Shiemiel, could also drag the paint can as he advances, but what if the paint can is too heavy and what happens when he needs to replace the can?
Quote from: aw27 on April 29, 2018, 04:23:47 PMwhat happens when he needs to replace the can?
Yes indeed. That is where the analogy becomes a bit odd: HeapReAlloc is the keyword, but Shlemiel's boss will hardly tell him "repaint everything on another, fresh road today" ;-)
There are cases where you know beforehand how many bytes you need for your initial big enough buffer; but a general purpose routine a$=b$+c$ should work even if you don't know that.
Yes, memory reallocation is equivalent to getting a new can. Soon or later we will need to do it and in practice people don't make a big pool of memory for the effect, usually they realloc as needed, and don't use giant paint cans.
You can do sequential re-allocations and I have done them in the past but with modern hardware, half a gig or so is no big deal so a big single buffer works fine. When I have gone the re-alloc route, I found that as long as you increment the allocation by a big enough block, it is not all that much slower.
After a certain amount most of the reallocated memory will be swapped to disk. And in 32-bit you will have real sluggish problems accessing it when it approaches 1 GB (even with memory mapped files), although in theory you can go up to 2 GB in practice is much less.
Big allocations are not a problem if you are dealing with a few strings. But if you have an array of x,000 strings, the problem can't be solved with a fat allocation for each string. See e.g. my old example that opens Windows.inc, converts all hexadecimal equates into decimal ones, and writes it back to disk (http://masm32.com/board/index.php?topic=94.msg265#msg265). There, the process is indeed (identical btw to what Spolsky proposes)

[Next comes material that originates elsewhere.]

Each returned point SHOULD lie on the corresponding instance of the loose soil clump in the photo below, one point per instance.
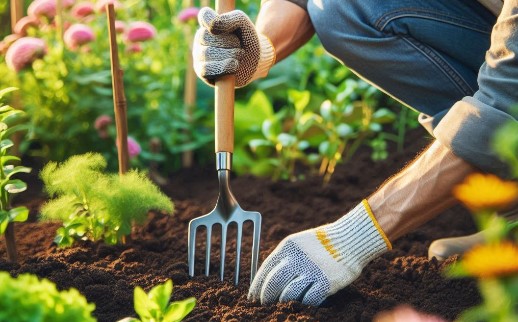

- check required length of new element n, i.e. Left$(L$(n), pos-1)+"EQU "+Str$(esi)+Mid$(L$(n), posAfter)
- heapallocate the exact memory needed
- construct & copy the new string
- free the old string
Takes a bit longer than the algos above, but overall it's just 16ms. If you guess-allocate, say, 32k for each string, you end up with bigger initial strings, and in the end you must reallocate them anyway because you can't leave 32k*26k in memory. Besides, you need a human intervention beforehand when guessing that 32k will be enough.
It doesn't work,like I intended code to work,because. I discovered string is unicode,so I produce garbage and/or causes protection fault
:(
maybe better control use winapi textarea?
Try DeepL (https://www.deepl.com/translator), they say its results are better than G translate.
Magnus,
Just write a UNICODE version. If you have an ANSI version, use WORD sized data and increment by 2.
Quote from: hutch-- on May 05, 2018, 11:52:10 AM
Just write a UNICODE version. If you have an ANSI version, use WORD sized data and increment by 2.
I have some vc++ 2008 express , that has c++strings that dont work with asm inline simd code, i think its time to throw away strings and console , in favour of memorybuffers and a richedit textarea
I question to C programmers:should it be better use char16_t than short in include files?